The rats were trained in an inhibitory avoidance apparatus (8) consisting of a trough-shaped alley (91 cm long, 15 cm deep, 20 cm wide at the top, 6.4 cm wide at the floor) divided into two compartments separated by a sliding door that opened by retracting into the floor. The starting compartment (31 cm long) was illuminated and the shock compartment (60 cm long) was dark. Training was conducted in a sound and light-attenuated room.

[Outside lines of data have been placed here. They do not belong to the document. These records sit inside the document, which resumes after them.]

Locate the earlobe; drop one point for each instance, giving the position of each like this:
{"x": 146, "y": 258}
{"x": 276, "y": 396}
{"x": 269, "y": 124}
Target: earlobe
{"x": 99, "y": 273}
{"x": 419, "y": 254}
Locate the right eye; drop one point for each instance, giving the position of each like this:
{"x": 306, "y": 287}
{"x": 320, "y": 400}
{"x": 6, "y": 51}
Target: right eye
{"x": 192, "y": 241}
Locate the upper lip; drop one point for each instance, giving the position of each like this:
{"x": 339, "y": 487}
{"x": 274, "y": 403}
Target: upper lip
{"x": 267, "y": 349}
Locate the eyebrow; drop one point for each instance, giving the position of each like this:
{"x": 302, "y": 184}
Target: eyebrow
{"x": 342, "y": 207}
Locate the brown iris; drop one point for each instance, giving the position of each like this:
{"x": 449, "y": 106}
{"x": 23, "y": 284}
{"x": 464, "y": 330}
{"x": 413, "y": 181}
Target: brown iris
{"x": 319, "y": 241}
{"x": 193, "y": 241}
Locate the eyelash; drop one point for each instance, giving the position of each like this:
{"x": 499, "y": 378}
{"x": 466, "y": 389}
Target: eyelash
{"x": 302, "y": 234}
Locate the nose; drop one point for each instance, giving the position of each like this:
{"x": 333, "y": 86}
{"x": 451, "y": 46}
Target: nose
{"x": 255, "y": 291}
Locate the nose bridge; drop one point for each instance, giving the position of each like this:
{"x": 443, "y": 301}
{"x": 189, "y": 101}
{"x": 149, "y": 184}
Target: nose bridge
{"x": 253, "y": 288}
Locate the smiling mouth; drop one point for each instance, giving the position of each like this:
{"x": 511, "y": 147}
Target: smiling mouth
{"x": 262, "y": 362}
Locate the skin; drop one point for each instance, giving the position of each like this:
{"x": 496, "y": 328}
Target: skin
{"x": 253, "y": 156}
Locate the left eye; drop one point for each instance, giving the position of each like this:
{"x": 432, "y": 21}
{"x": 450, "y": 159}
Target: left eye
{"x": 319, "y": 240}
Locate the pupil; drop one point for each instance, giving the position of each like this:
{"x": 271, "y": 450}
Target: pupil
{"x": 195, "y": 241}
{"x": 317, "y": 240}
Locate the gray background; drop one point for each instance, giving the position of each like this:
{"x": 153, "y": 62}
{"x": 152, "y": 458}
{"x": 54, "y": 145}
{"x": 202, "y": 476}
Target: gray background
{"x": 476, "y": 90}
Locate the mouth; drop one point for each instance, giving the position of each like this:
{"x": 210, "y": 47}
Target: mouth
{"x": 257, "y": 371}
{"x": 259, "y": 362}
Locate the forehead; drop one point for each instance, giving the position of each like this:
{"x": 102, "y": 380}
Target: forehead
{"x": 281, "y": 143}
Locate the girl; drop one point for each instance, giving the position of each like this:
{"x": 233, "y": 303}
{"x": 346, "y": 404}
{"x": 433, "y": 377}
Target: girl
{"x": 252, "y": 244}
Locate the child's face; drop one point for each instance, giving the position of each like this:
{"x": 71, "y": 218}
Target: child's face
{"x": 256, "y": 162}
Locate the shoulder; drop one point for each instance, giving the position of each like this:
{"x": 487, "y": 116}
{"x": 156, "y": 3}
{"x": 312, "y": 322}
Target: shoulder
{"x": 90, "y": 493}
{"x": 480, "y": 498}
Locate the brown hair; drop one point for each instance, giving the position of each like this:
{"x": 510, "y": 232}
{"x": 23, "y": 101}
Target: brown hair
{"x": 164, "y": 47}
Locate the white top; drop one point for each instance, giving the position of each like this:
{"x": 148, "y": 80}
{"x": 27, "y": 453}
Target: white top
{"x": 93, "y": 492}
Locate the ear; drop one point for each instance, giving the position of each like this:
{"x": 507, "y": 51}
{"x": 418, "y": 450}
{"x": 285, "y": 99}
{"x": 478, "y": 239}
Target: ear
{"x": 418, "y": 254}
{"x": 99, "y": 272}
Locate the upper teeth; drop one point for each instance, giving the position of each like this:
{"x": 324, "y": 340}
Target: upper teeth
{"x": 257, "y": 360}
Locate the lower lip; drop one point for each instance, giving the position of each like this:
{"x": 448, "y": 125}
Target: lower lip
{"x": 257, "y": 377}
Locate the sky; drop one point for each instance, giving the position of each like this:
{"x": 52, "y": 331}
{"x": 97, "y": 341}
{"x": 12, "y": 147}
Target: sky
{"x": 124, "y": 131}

The rat was placed in the starting compartment of the apparatus, facing away from the door, and was allowed to enter the dark compartment. As the rat stepped completely into the dark compartment, the door was closed and a footshock was delivered. For the animals given pretraining infusions of drug or control solution into the BLA, the footshock level used was 0.45 mA with a duration of 1 s. Preliminary data revealed that comparable retention latencies in CEA-infused animals were obtained with a slightly lower footshock intensity. Therefore, CEA-infused animals received a footshock intensity of 0.40 mA for 1 s. The animals were removed from the shock compartment 15 s after termination of the footshock and, after drug treatment, returned to their home cages. On the retention test 48 h after training, the rat was placed in the starting compartment, as in the training session, and the latency to re-enter the dark compartment (maximum latency of 600 s) was recorded. Longer latencies were interpreted as indicating better retention. Shock was not administered on the retention test trial.
Histology.
The rats were anesthetized with an overdose of sodium pentobarbital (100 mg/kg, i.p.) and perfused intracardially with a 0.9% saline solution followed by 10% formaldehyde (vol/vol). Following decapitation, the brains were removed and placed in 10% formaldehyde. At least 24 h before sectioning, the brains were submerged in a 20% sucrose solution (wt/vol) for cryoprotection. Sections of 40 μm were made (using a freezing microtome) and stained with cresyl violet. The sections were examined under a light microscope. Determination of the location of the cannula tips was made according to the standardized atlas plates of Paxinos and Watson (20).
Statistics.
Retention data were analyzed with a two-way ANOVA with β-adrenergic antagonist treatment and glucocorticoid treatment both as between-subject variables. Because different footshock intensities were used for the BLA-infused and CEA-infused animals, data of the two sets of groups were analyzed with separate ANOVAs. Further analysis used Fisher’s post-hoc tests to determine the source of the detected significances in the ANOVAs. A probability level of less than 0.05 was accepted as statistical significance. The number of animals per group is indicated in the figure legends.
RESULTS
Fig. 1 A and B show representative brain slices showing the location of tips of cannulas aimed at the BLA and CEA, respectively. Behavioral data from 29% of the animals (108 of 371) were excluded from statistical analysis either because the cannulae in these animals were not placed bilaterally in the specific amygdala nuclei or because the infusion induced extensive damage to the targeted areas.
Figure 1.
Photomicrographs illustrating representative location of cannulas and injection needle tips within the BLA (A) and CEA (B). Arrows point to the cannula tips. (The injection needles were inserted through the surgically implanted guide cannula and protruded 2 mm beyond the tip of each cannula to reach the BLA or CEA.) OT, optic tract.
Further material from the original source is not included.